- Type: Assault rifle
- Place of origin: United Kingdom/Singapore

Production history
- Designed: 1980s
- Manufacturer: Sterling Armaments Company
- Produced: 1987
- No. built: Less than 100
- Variants: Fixed/Folding Stock, 9mm submachine gun

Specifications
- Mass: 3.7 kg
- Length: 0.95 m (3 ft 1 in), 0.75 metres (2 ft 6 in) for folding stock variant
- Cartridge: 5.56×45mm NATO, 9×19mm Parabellum
- Action: Gas-operated
- Rate of fire: 650 rpm
- Effective firing range: 400 m (1,300 ft)
- Feed system: 30-round detachable STANAG magazine
- Sights: Iron sights

= Sterling SAR-87 =

The Sterling SAR-87 is a military assault rifle of the late 20th century. The Sterling Assault Rifle (SAR), which included elements from Sterling's earlier Light Automatic Rifle (LAR) design, was jointly engineered by Sterling Armaments Company and Chartered Industries of Singapore in the early 1980s as an advanced version of the AR-18 for the export sales.

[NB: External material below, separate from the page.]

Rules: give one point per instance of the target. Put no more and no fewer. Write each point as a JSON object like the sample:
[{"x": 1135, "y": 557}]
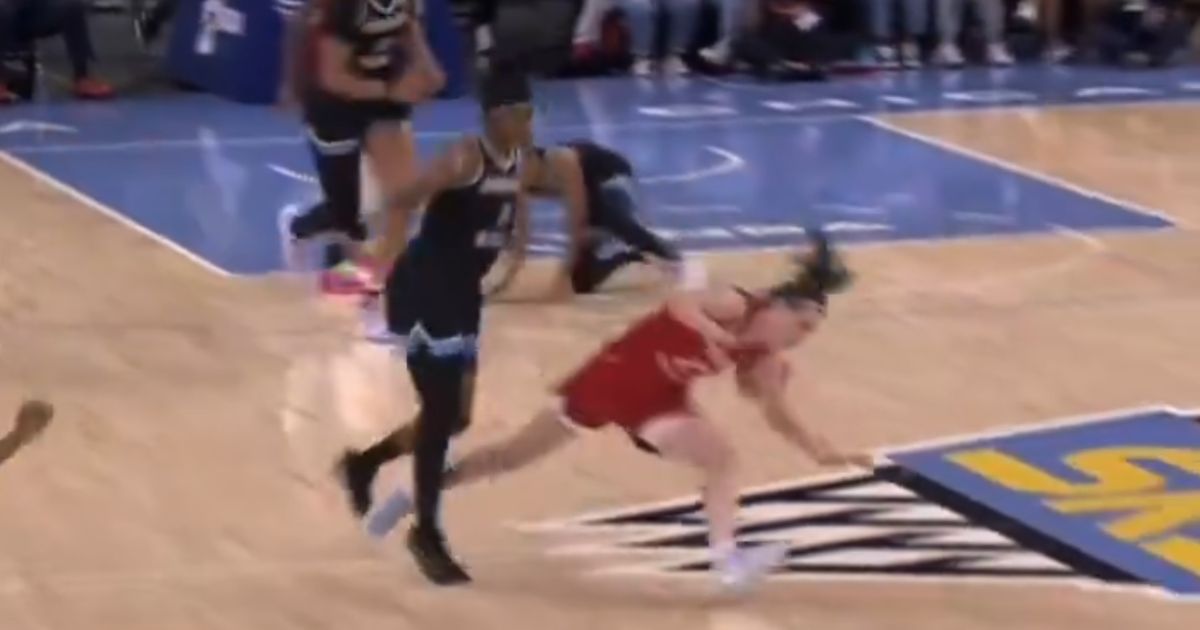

It was also offered to the British Armed Forces, who declined it because they were already in the process of adopting the SA80 bullpup design manufactured by Royal Ordnance Factories.

==Design==
The SAR-87 was a robust weapon based on the well tried AR-18 with the versatility of the M16 rifle. It could also be converted from 5.56×45mm NATO to 9×19mm Parabellum by changing the barrel and bolt assembly, to provide a submachine gun for police forces. Sterling Armaments tried to push the rifle, renamed SAR-87, for some more years, but at the end of the 1980s, it was bought out by British Aerospace/Royal Ordnance and closed. Fewer than 100 SAR-87 rifles were manufactured.